Monday, May 7, 2012


I've been thinking a lot about grief lately and I realized something, it's the great equalizer because no matter who you are, where you are, we have all felt it, we all know of it, we all have suffered some sort of grief in our lives. It's something we can all relate to.

It connects everyone.

We have all felt loss, all felt pain, all have a burning hole in our heart that is aching to be reconnected to that someone who died, or to the idea of life that we never lived, or longing for that one who got away, that friend that we don't talk to anymore.

We all feel it.

Grief is a hard one for me to deal with. I feel grief over the life I thought Seth was supposed to have, that we all were supposed to have together, as a family, and now those dreams have been pushed aside for reality. But the truth is, reality is not so bad, in fact reality is good. I love my son, and while sometimes I have those feelings of grief well up, they remind me of all Seth has been through to get where he is, of all that he has accomplished.
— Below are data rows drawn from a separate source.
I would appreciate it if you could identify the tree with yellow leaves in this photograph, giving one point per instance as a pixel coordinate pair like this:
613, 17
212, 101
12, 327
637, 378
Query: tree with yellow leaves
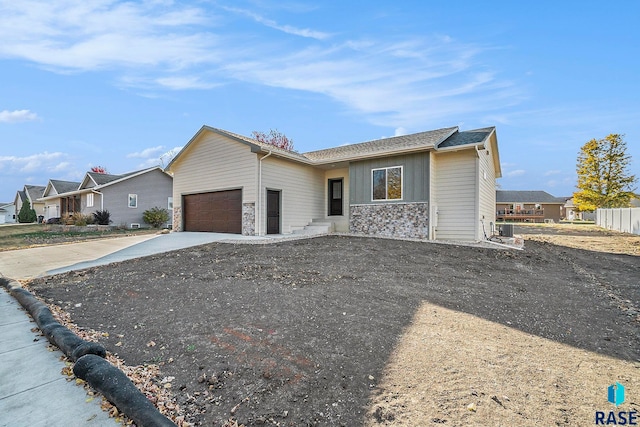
603, 179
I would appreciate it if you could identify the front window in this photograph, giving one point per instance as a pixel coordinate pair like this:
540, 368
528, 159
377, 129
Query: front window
387, 183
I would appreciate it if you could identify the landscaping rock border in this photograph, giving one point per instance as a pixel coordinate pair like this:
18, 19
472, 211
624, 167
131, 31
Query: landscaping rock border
90, 364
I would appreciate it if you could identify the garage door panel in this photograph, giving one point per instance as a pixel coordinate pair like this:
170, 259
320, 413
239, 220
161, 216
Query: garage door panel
219, 212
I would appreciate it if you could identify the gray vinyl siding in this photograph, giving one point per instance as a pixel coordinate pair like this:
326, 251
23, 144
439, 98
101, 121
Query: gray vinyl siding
415, 179
153, 189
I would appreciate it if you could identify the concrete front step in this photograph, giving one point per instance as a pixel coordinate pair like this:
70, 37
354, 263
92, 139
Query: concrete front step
316, 227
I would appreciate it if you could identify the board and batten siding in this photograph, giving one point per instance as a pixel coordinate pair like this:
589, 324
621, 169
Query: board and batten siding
301, 188
215, 163
487, 193
456, 183
415, 178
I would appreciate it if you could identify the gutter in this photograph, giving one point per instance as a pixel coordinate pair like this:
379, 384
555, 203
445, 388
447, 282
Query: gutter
259, 210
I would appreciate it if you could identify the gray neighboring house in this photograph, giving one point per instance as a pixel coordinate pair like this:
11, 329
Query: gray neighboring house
61, 206
32, 193
529, 206
7, 213
125, 196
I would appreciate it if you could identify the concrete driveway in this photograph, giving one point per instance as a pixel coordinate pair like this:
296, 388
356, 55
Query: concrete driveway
34, 262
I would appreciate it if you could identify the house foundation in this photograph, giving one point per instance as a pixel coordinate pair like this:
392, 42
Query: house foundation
408, 220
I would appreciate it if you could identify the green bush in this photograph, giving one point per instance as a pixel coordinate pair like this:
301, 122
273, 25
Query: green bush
26, 214
155, 217
102, 217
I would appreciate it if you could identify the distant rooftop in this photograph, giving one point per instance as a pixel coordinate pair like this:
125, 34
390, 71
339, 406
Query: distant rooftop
505, 196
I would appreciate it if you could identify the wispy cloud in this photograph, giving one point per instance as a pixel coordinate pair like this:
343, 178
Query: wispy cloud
404, 81
146, 153
514, 173
16, 116
289, 29
75, 35
40, 162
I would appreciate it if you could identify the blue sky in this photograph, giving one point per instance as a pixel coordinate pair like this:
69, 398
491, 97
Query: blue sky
121, 84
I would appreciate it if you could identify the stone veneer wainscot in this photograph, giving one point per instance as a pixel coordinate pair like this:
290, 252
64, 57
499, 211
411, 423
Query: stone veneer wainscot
409, 220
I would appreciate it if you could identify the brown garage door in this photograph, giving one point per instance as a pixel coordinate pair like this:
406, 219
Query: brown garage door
219, 212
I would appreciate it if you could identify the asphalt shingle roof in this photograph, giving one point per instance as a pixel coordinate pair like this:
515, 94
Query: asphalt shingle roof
103, 178
505, 196
64, 186
427, 139
467, 137
34, 191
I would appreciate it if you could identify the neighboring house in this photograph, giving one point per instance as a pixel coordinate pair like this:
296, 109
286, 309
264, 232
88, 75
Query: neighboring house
438, 184
528, 206
60, 207
570, 211
7, 213
32, 193
125, 196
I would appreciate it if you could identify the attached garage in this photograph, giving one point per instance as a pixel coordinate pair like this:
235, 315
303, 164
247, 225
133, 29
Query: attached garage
218, 212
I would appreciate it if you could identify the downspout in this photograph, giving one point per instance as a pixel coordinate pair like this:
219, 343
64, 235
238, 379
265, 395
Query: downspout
259, 213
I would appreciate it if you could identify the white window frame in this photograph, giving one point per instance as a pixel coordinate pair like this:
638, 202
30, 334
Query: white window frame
386, 184
134, 198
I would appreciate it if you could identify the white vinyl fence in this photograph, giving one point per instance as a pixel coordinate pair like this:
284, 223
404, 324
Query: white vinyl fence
621, 219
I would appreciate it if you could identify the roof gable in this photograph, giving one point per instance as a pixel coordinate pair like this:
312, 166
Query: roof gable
34, 192
444, 138
380, 147
467, 137
56, 186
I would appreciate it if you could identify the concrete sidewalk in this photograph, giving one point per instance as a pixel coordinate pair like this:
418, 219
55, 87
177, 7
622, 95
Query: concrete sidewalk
34, 262
33, 392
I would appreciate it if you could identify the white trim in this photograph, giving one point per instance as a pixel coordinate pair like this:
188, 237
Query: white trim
129, 199
386, 183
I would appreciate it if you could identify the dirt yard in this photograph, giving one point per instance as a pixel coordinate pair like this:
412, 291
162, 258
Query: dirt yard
359, 331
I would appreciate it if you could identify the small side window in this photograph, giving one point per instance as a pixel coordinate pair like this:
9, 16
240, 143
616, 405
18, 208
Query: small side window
133, 200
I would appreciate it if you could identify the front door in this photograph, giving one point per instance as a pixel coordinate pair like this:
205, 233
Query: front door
335, 196
273, 212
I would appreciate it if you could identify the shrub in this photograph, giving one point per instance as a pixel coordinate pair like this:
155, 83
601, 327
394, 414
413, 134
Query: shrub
79, 219
156, 217
102, 217
26, 214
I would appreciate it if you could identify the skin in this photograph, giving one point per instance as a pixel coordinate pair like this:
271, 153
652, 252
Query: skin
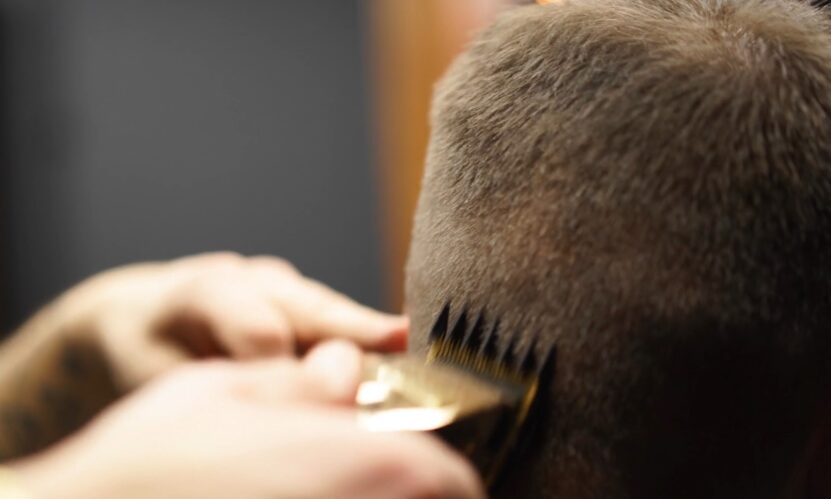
121, 329
260, 430
138, 325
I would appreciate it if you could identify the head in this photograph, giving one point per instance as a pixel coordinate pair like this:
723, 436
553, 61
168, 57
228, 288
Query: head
645, 184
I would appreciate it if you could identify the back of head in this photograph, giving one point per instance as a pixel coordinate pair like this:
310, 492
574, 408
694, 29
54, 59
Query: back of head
647, 185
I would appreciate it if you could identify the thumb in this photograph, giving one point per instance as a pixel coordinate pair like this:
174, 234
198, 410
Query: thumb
335, 367
329, 374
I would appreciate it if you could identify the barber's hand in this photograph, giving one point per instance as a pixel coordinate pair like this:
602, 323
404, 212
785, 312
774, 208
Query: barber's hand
148, 318
259, 430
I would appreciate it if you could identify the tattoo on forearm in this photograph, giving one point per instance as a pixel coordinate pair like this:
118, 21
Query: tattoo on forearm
63, 386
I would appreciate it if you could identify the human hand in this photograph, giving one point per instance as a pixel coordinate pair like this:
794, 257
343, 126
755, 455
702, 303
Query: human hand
260, 430
148, 318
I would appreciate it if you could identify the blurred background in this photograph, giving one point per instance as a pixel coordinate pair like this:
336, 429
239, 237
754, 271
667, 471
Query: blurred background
140, 130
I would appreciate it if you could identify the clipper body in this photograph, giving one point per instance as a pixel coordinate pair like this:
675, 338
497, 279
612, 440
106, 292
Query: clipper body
474, 395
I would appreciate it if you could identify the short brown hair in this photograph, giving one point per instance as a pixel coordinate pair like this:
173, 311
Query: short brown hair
647, 184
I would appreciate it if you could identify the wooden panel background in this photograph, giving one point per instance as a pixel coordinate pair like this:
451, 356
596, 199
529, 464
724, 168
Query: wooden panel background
412, 42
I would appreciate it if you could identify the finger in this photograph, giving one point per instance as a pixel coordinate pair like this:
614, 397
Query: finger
336, 367
156, 357
242, 319
316, 312
425, 467
277, 382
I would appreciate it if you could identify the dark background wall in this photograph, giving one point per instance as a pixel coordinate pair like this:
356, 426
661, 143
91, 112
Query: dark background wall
148, 129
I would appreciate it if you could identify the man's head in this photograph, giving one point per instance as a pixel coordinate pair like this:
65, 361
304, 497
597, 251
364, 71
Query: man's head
647, 185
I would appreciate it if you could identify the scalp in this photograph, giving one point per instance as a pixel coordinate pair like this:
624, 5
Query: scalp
646, 184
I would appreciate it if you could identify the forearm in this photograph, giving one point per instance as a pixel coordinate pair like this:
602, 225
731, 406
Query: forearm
53, 379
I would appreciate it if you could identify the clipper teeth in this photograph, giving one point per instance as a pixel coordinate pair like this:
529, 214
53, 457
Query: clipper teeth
457, 334
476, 337
489, 350
509, 355
440, 330
479, 346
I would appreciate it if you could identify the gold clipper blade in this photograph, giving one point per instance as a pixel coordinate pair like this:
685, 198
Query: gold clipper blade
468, 391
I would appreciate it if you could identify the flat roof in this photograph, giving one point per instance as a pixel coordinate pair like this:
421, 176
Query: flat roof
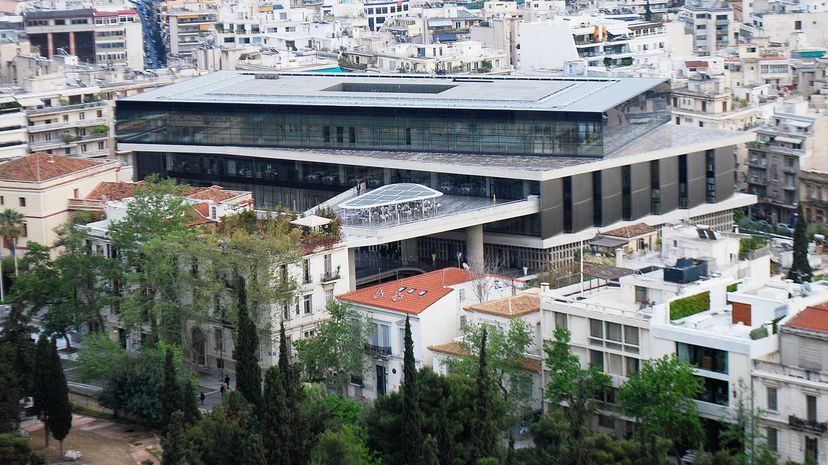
420, 91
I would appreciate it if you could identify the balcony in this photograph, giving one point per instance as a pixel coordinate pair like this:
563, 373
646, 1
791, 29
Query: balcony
807, 426
330, 276
378, 351
757, 180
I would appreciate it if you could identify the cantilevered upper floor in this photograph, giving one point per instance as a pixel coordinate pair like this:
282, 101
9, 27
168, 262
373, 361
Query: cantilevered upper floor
541, 116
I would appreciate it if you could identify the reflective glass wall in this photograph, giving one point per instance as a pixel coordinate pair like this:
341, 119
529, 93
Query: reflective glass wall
302, 185
394, 129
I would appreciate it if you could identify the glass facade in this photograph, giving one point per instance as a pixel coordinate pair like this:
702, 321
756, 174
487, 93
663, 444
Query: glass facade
507, 132
302, 185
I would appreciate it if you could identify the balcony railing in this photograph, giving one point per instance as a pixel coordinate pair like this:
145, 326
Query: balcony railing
808, 426
378, 351
330, 275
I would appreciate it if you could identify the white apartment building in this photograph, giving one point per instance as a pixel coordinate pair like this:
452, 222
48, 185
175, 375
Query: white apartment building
711, 25
432, 302
791, 388
498, 314
617, 327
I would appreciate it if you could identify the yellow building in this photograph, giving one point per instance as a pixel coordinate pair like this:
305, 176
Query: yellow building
40, 187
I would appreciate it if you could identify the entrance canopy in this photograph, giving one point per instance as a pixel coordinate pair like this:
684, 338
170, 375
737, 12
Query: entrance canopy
389, 195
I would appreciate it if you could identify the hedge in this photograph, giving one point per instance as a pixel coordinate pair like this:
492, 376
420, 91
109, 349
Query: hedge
690, 305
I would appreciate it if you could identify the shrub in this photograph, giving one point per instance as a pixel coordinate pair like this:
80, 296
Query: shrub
689, 305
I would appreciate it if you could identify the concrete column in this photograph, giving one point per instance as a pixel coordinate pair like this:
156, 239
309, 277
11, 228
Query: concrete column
408, 251
351, 269
474, 247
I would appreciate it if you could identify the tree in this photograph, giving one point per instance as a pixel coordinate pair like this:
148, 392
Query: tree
59, 419
51, 395
11, 228
174, 443
344, 446
171, 397
800, 268
276, 419
337, 351
485, 429
506, 358
411, 417
9, 391
660, 399
248, 373
576, 388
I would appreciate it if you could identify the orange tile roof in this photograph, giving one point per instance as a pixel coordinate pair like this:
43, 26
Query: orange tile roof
214, 193
628, 232
454, 348
43, 167
112, 190
387, 295
813, 318
521, 304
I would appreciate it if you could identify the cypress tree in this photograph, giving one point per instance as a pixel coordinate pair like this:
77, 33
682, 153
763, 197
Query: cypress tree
173, 443
412, 434
9, 391
800, 268
40, 382
59, 419
276, 419
171, 395
248, 373
485, 434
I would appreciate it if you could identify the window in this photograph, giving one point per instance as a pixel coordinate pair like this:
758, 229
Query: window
306, 270
560, 320
307, 304
773, 439
596, 359
810, 405
772, 399
219, 340
703, 358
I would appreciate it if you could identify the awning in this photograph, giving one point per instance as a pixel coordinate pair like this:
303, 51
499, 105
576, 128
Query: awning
311, 221
788, 140
618, 29
30, 102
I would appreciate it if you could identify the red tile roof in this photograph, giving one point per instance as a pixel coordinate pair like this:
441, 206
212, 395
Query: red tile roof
628, 232
696, 64
812, 318
113, 190
388, 296
43, 167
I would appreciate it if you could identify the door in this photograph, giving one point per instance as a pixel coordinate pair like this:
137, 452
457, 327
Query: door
381, 380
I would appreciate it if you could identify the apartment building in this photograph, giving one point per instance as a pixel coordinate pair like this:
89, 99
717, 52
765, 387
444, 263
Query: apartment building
793, 139
99, 36
40, 187
791, 387
636, 318
707, 101
711, 24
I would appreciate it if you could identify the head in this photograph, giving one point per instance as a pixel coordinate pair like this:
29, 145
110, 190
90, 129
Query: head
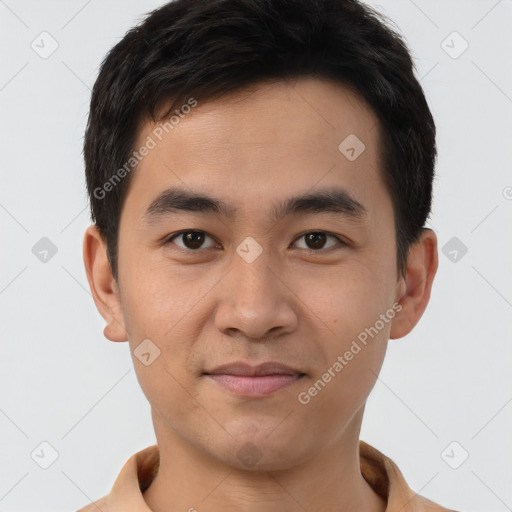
260, 175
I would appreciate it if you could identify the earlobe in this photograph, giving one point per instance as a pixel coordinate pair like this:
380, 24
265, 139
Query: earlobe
414, 289
102, 284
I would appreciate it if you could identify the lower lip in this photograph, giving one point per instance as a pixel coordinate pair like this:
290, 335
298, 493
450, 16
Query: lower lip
255, 386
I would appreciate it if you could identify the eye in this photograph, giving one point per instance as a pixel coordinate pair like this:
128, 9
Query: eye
191, 240
315, 240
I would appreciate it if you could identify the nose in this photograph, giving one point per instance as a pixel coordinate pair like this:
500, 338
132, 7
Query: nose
255, 301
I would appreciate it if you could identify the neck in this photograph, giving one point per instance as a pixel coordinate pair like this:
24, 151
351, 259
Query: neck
189, 480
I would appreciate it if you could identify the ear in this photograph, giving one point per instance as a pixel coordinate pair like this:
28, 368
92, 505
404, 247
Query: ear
103, 287
413, 290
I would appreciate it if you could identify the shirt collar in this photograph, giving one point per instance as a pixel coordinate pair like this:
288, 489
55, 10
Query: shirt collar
381, 473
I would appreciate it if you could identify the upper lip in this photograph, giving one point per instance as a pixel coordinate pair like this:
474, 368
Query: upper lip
241, 368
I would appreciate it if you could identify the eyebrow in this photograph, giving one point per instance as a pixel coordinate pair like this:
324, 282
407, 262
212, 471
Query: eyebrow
332, 200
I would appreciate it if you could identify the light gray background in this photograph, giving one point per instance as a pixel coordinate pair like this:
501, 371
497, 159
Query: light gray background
62, 382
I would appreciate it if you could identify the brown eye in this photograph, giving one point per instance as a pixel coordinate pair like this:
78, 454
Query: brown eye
192, 240
315, 240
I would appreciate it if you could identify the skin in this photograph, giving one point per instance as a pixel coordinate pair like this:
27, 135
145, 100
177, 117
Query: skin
292, 305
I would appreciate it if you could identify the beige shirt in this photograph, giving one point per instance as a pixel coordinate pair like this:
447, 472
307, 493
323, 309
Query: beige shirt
378, 470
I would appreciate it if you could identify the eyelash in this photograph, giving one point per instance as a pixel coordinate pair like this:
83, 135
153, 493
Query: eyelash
341, 242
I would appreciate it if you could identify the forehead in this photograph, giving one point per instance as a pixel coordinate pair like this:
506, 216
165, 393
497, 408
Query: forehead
262, 142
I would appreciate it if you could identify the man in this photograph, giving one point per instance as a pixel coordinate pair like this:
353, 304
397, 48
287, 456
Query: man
260, 174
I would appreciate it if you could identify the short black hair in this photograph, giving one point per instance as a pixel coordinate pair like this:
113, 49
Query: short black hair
204, 49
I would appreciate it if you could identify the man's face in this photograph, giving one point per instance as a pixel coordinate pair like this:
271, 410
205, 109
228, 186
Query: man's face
256, 285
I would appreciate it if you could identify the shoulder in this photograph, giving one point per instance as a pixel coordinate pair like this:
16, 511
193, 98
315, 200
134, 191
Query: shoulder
101, 504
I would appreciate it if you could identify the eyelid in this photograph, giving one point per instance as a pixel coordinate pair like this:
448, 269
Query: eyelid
341, 242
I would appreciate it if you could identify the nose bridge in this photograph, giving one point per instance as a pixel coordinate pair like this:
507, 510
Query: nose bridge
255, 300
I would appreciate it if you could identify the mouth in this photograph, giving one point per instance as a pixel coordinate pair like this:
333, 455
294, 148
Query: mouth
254, 381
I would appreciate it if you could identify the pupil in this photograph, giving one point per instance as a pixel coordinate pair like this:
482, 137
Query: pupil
194, 240
317, 239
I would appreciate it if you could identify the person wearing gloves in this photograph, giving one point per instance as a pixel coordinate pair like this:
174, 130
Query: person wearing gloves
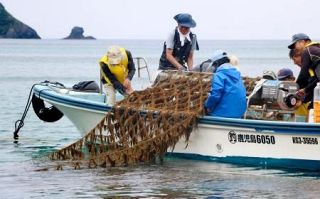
117, 71
227, 97
179, 47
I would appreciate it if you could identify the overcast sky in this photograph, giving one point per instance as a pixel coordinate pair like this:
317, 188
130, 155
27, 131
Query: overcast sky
153, 19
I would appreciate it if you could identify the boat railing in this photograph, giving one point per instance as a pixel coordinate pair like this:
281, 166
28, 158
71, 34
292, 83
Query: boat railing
141, 63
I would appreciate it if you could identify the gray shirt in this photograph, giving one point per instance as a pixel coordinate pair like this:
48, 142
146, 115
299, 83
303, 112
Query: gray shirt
170, 41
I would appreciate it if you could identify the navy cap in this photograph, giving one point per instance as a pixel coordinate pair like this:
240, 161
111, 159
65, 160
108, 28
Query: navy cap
298, 37
185, 19
284, 73
218, 54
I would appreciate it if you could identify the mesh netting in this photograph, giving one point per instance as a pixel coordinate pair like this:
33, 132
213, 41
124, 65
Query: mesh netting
142, 127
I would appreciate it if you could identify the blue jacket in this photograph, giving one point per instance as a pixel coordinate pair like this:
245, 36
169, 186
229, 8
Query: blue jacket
228, 94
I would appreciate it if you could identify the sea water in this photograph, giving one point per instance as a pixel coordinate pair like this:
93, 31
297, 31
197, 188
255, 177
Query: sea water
26, 62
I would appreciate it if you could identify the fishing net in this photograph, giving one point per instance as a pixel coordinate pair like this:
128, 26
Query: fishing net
143, 126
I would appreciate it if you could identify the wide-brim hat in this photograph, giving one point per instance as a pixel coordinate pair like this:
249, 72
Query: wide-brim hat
298, 37
185, 19
114, 55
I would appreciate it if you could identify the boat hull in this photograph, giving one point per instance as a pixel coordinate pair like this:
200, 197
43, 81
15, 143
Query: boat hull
249, 142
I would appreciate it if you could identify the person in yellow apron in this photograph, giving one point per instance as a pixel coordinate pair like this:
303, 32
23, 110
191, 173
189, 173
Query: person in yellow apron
117, 70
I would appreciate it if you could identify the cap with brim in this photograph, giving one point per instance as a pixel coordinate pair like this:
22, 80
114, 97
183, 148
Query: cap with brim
218, 54
268, 74
284, 73
114, 55
185, 19
298, 37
I also have grief over my brother's death. My brother committing suicide in fact. I grieve the man that he would have become, I grieve every birthday past my 27th one that I am now older than my big brother. I grieve for the uncle that my son will never know, for the son that my parents lost, for the brother that will no longer be there for love and support.

And grief is a funny thing, it binds us all together. I was on the bus the other day and the bus driver just loves Seth. And she said that I was lucky to have him. And I am. But at that moment I didn't feel very lucky. I was sick, Seth and I were coming home from yet another doctors appointment, we were tired and hungry and not in a great mood at all, and this woman was telling me I was lucky.

And I ask her if she had any children. "Yes" she said, "a son. He's gone now". Her son passed away in a car accident when he was 20 years old. 20. 20 years old. So much life ahead of him gone. And I told her that my brother was gone as well, gone at 27, and we connected. Because we all know grief. It's a pain that never, ever goes away. Time doesn't heal all wounds. It still feels like a stabbing pain in my heart when I think of my brother, when I see the image of his face in my head.

So yes I am damn lucky to have my child. And I assured that woman that she would see her son one day, that he was just waiting up there for her, because that is what I truly believe. Don't ask me if I believe in Heaven or Hell, I couldn't truly tell you one way or the other, but I believe that those who love us are somewhere, and that they see us going through our lives.

I can't ever imagine what it must feel like to lose a child. I can't imagine how my mom feels and I can't imagine how that woman on the bus feels. But I do know that grief makes us human, feeling is one of those things that reassures me that I'm still alive, that I still have passion, that I still have a heart, that God is still with me. Because if I didn't feel I would be. I would cease to exist. Drew calls me a bleeding heart, I say let it bleed. I'm a sensitive, emotional person and I'd rather be this way than not feel at all.

So Seth and I got off that bus and Seth gave the bus driver kisses and waves and a hug. And I remembered something else, something so important to grief . . . . hope and life and love.

It reminds me that we grieve because we love so deeply. And I would feel grief a million times over again before ever giving up the feeling of love, because even though it hurts, even though your heart feels like it's never going to heal and there's a giant hole in it, love is always worth it.